Reputation: 637
I'm looking for a way to achieve what I wrote in the title. I'm doing it now with an "if" and I want to get rid of branching. I've had a look at a couple of pages such as this one, can't find the exact thing I'm looking for.
Upvotes: 1
Views: 711
Reputation: 20067
The clang/gcc output (from the answer by chqrlie) could be truncated a bit to
cmp edi, 1
sbb eax, eax
or eax, 1
After sbb eax, eax
we have eax == 0
for edi != 0
.
But since -1 and 1 both have the LSB set, we can just make it so.
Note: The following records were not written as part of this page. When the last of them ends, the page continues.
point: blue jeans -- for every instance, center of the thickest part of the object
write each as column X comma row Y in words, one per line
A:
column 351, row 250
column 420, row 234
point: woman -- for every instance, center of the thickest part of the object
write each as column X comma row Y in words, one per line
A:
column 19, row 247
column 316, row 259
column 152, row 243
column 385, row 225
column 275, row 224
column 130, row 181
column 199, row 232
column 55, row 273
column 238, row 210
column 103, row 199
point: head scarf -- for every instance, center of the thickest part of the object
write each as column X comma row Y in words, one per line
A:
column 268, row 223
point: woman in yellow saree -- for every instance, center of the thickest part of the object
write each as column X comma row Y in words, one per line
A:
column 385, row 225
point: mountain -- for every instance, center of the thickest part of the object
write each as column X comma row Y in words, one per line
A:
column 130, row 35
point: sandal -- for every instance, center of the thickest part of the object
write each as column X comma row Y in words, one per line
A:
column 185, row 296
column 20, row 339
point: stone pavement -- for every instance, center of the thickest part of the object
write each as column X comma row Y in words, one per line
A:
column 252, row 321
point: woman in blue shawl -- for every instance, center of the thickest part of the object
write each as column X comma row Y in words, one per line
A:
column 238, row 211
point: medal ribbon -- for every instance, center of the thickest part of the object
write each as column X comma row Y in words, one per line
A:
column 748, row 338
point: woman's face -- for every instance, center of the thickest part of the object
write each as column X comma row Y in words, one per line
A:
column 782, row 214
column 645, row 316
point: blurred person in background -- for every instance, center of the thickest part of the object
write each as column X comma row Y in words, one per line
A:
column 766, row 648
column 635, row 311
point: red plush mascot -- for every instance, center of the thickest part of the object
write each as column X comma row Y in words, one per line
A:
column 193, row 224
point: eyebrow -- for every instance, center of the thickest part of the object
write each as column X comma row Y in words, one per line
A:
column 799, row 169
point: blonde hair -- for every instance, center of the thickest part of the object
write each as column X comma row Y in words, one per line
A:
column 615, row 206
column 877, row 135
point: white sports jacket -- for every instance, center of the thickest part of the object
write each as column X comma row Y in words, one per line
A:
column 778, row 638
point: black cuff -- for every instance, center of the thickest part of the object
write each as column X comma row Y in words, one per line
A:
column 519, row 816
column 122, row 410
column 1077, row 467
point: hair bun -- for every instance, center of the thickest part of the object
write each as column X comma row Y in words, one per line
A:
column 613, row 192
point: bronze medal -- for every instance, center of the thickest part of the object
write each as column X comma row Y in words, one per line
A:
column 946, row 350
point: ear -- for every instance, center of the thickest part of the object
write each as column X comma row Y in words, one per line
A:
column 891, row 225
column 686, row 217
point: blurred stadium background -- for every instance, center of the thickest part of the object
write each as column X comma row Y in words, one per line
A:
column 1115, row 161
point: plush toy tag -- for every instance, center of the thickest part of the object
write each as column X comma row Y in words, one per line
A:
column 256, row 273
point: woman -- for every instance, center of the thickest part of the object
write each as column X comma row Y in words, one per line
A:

Alas, even if we can produce a two instruction sequence for
int test_zero_3(int x) {
return x ? -1 : 0;
}
...
neg edi
sbb eax, eax
we can't fool clang, but we can make gcc to produce the expected (or closely equivalent) sequence
int test_zero_4(int x) {
return (test_zero_3(x)) | 1;
}
...
neg edi
sbb eax, eax
or eax, 1
Upvotes: 3
Reputation: 145297
Converting x
to a boolean does not generate any branches on current x86 processors. You can use simple arithmetics to generate your result:
int test_zero(int x) {
return 1 - 2 * !!x;
}
gcc 11.2 generates this:
test_zero:
cmp edi, 1
sbb eax, eax
and eax, 2
sub eax, 1
ret
clang 13.0.0 generates this:
test_zero: # @test_zero
xor eax, eax
test edi, edi
sete al
add eax, eax
add eax, -1
ret
As commented by dratenik, even simpler and more readable source compiles to exactly the same branchless executable code:
int test_zero2(int x) {
return x ? -1 : 1;
}
You check the code generation on Godbolt's compiler explorer.